Armez-vous de jumelles de bonne qualité, d’un thermos de boisson chaude et de beaucoup de patience. L’observation terrestre est un exercice de lenteur. Vous apprenez à guetter les souffles, à repérer les troupeaux d’oiseaux qui signalent souvent la présence de nourriture (et donc de baleines), et à savourer le silence, seulement brisé par le souffle puissant d’un rorqual au loin. C’est une expérience profondément différente, plus connectée à la grandeur du paysage.

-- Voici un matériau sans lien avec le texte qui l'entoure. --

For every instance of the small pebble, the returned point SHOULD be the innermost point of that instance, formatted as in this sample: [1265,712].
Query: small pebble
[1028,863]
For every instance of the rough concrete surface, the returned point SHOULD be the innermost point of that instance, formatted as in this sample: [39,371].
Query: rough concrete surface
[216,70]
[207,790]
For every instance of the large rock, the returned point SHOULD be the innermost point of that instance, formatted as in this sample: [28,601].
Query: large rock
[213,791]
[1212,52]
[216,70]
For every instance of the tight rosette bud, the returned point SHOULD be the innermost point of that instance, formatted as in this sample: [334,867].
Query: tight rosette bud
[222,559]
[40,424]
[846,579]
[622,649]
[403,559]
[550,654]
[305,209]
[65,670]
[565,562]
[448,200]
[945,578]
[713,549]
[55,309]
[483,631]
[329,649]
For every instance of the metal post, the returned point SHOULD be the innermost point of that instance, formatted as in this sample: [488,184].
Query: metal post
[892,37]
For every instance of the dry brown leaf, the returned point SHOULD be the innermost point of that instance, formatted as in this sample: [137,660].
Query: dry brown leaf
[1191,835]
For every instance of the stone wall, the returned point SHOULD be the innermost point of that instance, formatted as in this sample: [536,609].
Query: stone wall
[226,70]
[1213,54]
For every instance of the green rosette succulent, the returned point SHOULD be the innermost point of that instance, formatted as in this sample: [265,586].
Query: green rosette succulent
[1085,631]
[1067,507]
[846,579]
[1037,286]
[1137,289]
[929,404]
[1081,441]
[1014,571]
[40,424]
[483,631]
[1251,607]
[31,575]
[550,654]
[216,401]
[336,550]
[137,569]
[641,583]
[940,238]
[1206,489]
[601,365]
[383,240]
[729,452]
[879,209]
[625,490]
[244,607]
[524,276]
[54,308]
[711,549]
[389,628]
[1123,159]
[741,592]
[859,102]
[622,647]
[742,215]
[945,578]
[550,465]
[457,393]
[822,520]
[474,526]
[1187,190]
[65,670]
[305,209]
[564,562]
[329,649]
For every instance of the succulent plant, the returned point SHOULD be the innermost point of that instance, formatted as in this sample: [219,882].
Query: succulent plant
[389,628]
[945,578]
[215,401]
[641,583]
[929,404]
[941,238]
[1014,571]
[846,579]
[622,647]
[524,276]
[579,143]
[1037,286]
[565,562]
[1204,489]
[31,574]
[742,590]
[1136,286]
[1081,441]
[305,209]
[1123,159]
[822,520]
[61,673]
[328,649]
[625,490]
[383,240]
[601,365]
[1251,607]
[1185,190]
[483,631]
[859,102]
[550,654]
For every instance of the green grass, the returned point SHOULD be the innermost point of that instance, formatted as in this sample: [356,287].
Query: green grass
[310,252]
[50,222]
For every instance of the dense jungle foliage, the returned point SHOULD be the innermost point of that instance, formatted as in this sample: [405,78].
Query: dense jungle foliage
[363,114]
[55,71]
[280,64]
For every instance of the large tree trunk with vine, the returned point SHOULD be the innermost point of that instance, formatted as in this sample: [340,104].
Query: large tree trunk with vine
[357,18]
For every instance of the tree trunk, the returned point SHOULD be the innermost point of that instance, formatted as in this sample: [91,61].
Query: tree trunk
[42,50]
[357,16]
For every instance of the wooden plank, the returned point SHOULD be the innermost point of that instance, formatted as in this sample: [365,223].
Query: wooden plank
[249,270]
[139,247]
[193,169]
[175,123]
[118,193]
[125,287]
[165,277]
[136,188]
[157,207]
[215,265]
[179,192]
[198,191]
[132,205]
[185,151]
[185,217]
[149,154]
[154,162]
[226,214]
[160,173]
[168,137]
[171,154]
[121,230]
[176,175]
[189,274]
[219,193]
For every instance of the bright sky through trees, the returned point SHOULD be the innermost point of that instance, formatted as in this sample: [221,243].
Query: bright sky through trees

Que vous choisissiez l’agilité du Zodiac pour sentir les embruns, la stabilité du grand navire pour la quiétude de votre estomac ou la patience de l’observation terrestre depuis les caps rocheux, l’essentiel est de partir préparé. La rencontre avec les géants du Saint-Laurent est une leçon d’humilité. Choisissez votre embarcation, préparez votre équipement, et laissez la magie opérer. L’aventure vous attend.